Duration of response (DOR) was also discussed, but researchers could only estimate it. In EMPOWER-Lung 1, a median DOR of 18.8 months was seen in 22 patients on cemiplimab alone compared with a median DOR of 6.2 months for 13 patients on chemotherapy alone. In EMPOWER-Lung 2, 26 patients in the combination arm had a DOR of 27.8 months vs 4.2 months for 7 patients on placebo and chemotherapy.
Both trials used 350 mg of cemiplimab given intravenously once every 3 weeks until progression of disease or until 108 weeks. A key difference between the studies was that in the EMPOWER-Lung 1 study, investigators compared the immunotherapy to 4-6 cycles of the investigators’ choice of chemotherapy and looked only at patients with a PD-L1 expression of 50% or more. In comparison, the EMPOWER-Lung 3 study allowed for patients with any level of PD-L1 expression and added 4 cycles of platinum doublet chemotherapy to cemiplimab.

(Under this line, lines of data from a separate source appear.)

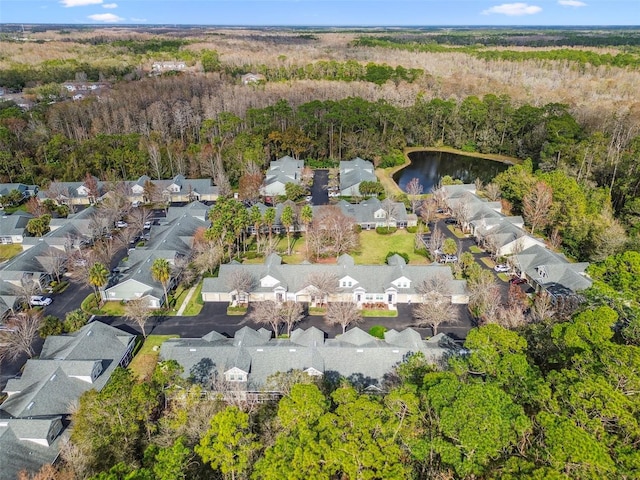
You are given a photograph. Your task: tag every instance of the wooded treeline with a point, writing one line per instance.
(557, 399)
(166, 126)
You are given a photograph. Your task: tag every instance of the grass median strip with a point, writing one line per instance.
(146, 359)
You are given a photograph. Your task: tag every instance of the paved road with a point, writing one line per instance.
(319, 192)
(213, 317)
(466, 244)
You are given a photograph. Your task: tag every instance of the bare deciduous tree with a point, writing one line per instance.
(241, 282)
(138, 311)
(207, 256)
(414, 189)
(266, 313)
(17, 339)
(434, 310)
(536, 205)
(436, 241)
(331, 233)
(324, 283)
(438, 283)
(492, 191)
(542, 307)
(138, 217)
(104, 250)
(428, 210)
(484, 297)
(54, 262)
(510, 317)
(343, 314)
(290, 313)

No new safety signals were observed in the analysis, with the most common adverse events (AEs) on cemiplimab in the EMPOWER-Lung 1 study being arthralgia (15.6%), back pain (15.6%), anemia (13.3%), and pneumonia (13.3%). With the addition of chemotherapy in the EMPOWER-Lung 3 study along with arthralgia (15.6%), anemia (40%), and fatigue (13.3%), other common AEs included alopecia (40%), nausea (31.1%), neutropenia (20%), increased alanine aminotransferase (20%), and peripheral sensory neuropathy (20%).
“The long-term follow-up data from both trials continues to demonstrate the clinical benefit of first-line cemiplimab as monotherapy, or in combination with platinum-based chemotherapy in the treatment of patients with locally advanced NSCLC who are not candidates for concurrent chemoradiation,” concluded Kalinka. “The safety profile...doesn't give us any new signals from what we know, and the data highlight cemiplimab addresses an unmet clinical need for this subset of patients.”
Reference
Kalinka E, Bondarenko I, Gogishvili M, et al. First-line cemiplimab for locally advanced non-small cell lung cancer: Updated subgroup analyses from EMPOWER-Lung 1 and EMPOWER-Lung 3. Presented at: 2023 European Lung Cancer Congress; March 29-April 1, 2023; Copenhagen, Denmark. Abstract 114MO.